Osman Hamdi müzesi kitaba sığdı

Osmanlı’nın batılılaşma sürecinin başlıca aktörlerinden biri olan Osman Hamdi Bey’in hayatına ilişkin ilginç ayrıntılar ‘Bir Osmanlı Aydını’nda anlatıldı. Ressamın, müzeciliği, arkeologluğu gibi az bilinen yönlerine yer verilen kitap, Mustafa Cezar, Edhem Eldem ve Metin And gibi araştırmacıların çalışmaları ve dönem tanıklıklarıyla zenginleştiriliyor.

MELEK GEDİK/İSTANBUL

Osman Hamdi Bey’in ismini her duyduğumuzda aklımıza genellikle o meşhur eseri ‘Kaplumbağa Terbiyecisi’ gelir. Fakat Osman Hamdi Bey’i sadece bir eseriyle öne çıkarmak hatta sadece resim sanatındaki yetenekleriyle sınırlandırmak aynı zamanda Osmanlı’nın Batılılaşma yolunda ilerlediği bir dönemi karanlıkta bırakmak demektir. İşte bu eksiği Pera Müzesi Yayınları’nın, 19’uncu yüzyılın yetiştirdiği, kültür-sanat alanında öncü roller üstlenmiş bir kişilik olarak Osman Hamdi Bey’i inceleyen yeni kitabı tamamlıyor gibi. ‘Pera Müzesi Küçük Kitaplar Dizisi’nden yayımlanan kitap, Mustafa Cezar, Edhem Eldem ve Metin And başta olmak üzere çeşitli araştırmacıların çalışmalarından yararlanarak, dönem tanıklıklarıyla zenginleştirilmiş bir yaşam öyküsü sunuyor. Osmanlı yenileşme ve batılılaşma sürecinin başlıca aktörlerinden Osman Hamdi Bey’in yaşamından ve sanatından farklı ayrıntıları mercek altına alan kitap, eser incelemeleriyle birlikte, Osman Hamdi Bey’in ressam kimliği üzerine değerlendirmeler içerirken, onu sadece ünlü bir sanatçı olarak değil; müzeci, arkeolog, bürokrat, tiyatro yazarı, hatta roman kahramanı gibi az bilinen yönleriyle de tanıma yolunda bir adım atmaya çağırıyor.  

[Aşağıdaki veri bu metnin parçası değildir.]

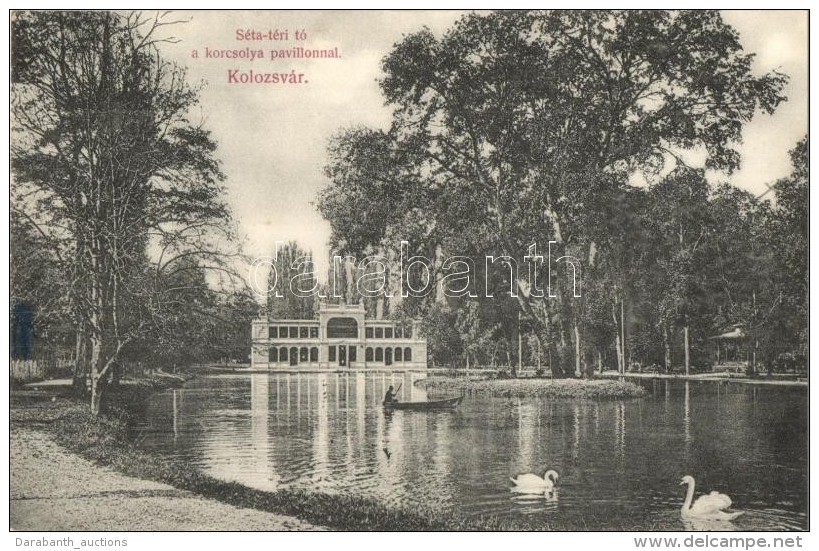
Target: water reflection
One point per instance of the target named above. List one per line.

1842’de dünyaya gelen Osman Hamdi Bey, “Birinci resim defterim” dediği kara kalem çalışmalarına ortaokul öğrenciliği döneminde başladı. Hatta yine aynı dönemde babasının görevi nedeniyle Avrupa’ya gitti, özellikle Viyana’da müzeleri ve sanat eserlerini görme fırsatı buldu. Dönüşünde babasına Paris’te öğrenim görmek için ısrar etti ve mart 1860’ta 18 yaşındayken 19. yüzyıl Avrupa kültürünün başkenti sayılan bu şehre doğru yola çıktı. Babası oğlunu Paris’e gönderirken Edhem Paşa’nın da hocası olan, sarayda şehzadelere Fransızca öğreten Louis Gardey’a emanet etti. Osman Hamdi Bey’in şekillenmesinde son derece önemli bir rol oynayan babası İbrahim Edhem Paşa, büyük oğlunu Fransa’ya hukuk okuması için gönderdi. 1854’te hukuk fakültesine başladıysa da ressam olma hayaliyle yanıp tutuşan genç Osman Hamdi’nin hukuk eğitimi giderek aksayacak ve babasına yazdığı bir mektupta şunları söyleyecekti: “Pek sevgili velinimetim babacığım, biraz resim yaparsam lütfen kızmayın. Artık yapmadan duramam. Şimdiden inanılmaz gelişme kaydettim ve herkes bu kadar kısa zamanda yaptıklarıma şaşıp kalıyor.”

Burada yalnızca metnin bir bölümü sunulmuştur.